Apa saja latar belakang yang menyebabkan pasangan itu memiliki PIL (Pria idaman lain) dan WIL (Wanita idaman lain) atau yang ngetrend dengan Pelakor.

Menurut teori pertukaran sosial atau “Social Exchange Theory” sebuah perkawinan akan langgeng atau sebaliknya (tidak bertahan lama) karena adanya keuntungan-kerugian yang diterima pasangan.
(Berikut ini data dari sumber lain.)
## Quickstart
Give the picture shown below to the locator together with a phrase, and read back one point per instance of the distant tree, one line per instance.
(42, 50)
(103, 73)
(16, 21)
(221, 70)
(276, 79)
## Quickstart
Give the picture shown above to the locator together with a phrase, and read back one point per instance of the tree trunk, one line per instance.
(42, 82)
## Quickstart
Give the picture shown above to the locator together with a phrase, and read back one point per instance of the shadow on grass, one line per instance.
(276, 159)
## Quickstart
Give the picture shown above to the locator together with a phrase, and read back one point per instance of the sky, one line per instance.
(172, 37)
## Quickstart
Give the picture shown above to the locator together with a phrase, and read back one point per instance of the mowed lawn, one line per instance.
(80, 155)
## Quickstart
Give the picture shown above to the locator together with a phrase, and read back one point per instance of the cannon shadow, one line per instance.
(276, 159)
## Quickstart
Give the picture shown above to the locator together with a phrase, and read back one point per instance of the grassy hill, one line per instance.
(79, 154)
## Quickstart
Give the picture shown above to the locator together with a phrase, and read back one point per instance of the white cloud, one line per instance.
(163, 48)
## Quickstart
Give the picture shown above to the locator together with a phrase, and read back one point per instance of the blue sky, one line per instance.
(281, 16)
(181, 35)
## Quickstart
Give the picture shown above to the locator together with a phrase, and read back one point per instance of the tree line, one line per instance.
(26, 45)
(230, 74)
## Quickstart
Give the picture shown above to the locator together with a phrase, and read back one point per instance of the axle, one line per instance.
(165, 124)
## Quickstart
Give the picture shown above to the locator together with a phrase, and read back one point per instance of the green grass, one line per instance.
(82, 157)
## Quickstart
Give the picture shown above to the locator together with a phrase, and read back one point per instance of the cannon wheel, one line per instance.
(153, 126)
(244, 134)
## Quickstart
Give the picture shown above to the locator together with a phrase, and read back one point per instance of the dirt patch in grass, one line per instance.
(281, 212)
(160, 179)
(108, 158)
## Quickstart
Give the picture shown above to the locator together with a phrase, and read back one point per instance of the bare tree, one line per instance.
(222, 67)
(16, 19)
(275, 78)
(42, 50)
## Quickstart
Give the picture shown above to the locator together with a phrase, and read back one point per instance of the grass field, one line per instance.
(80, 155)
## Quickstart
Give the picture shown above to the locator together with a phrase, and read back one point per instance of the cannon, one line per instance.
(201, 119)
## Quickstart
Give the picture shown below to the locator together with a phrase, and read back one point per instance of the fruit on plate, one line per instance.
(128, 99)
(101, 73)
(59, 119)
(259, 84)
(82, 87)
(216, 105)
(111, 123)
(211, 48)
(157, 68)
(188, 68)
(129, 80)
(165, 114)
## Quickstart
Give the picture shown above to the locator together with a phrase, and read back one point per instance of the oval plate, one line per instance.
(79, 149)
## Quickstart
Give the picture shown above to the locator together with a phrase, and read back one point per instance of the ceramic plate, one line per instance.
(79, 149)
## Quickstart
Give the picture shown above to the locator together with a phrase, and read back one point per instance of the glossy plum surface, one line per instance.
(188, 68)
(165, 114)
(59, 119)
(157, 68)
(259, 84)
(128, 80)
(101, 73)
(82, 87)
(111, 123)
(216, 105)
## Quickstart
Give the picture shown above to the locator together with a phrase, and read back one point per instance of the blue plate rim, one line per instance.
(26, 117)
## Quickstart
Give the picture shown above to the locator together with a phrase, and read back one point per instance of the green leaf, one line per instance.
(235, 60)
Sebab, menurut teori ini, setiap hubungan yang dilakukan orang lain kelak mendapat imbalan sesuai dengan pengorbanan yang dilakukannya. Dalam hubungan antara dua orang atau lebih, selalu ada hitungan untung-rugi. Jadi, prilaku seseorang itu ditentukan berdasarkan perhitungannya, akan menguntungkan baginya, atau sebaliknya merugikan dirinya.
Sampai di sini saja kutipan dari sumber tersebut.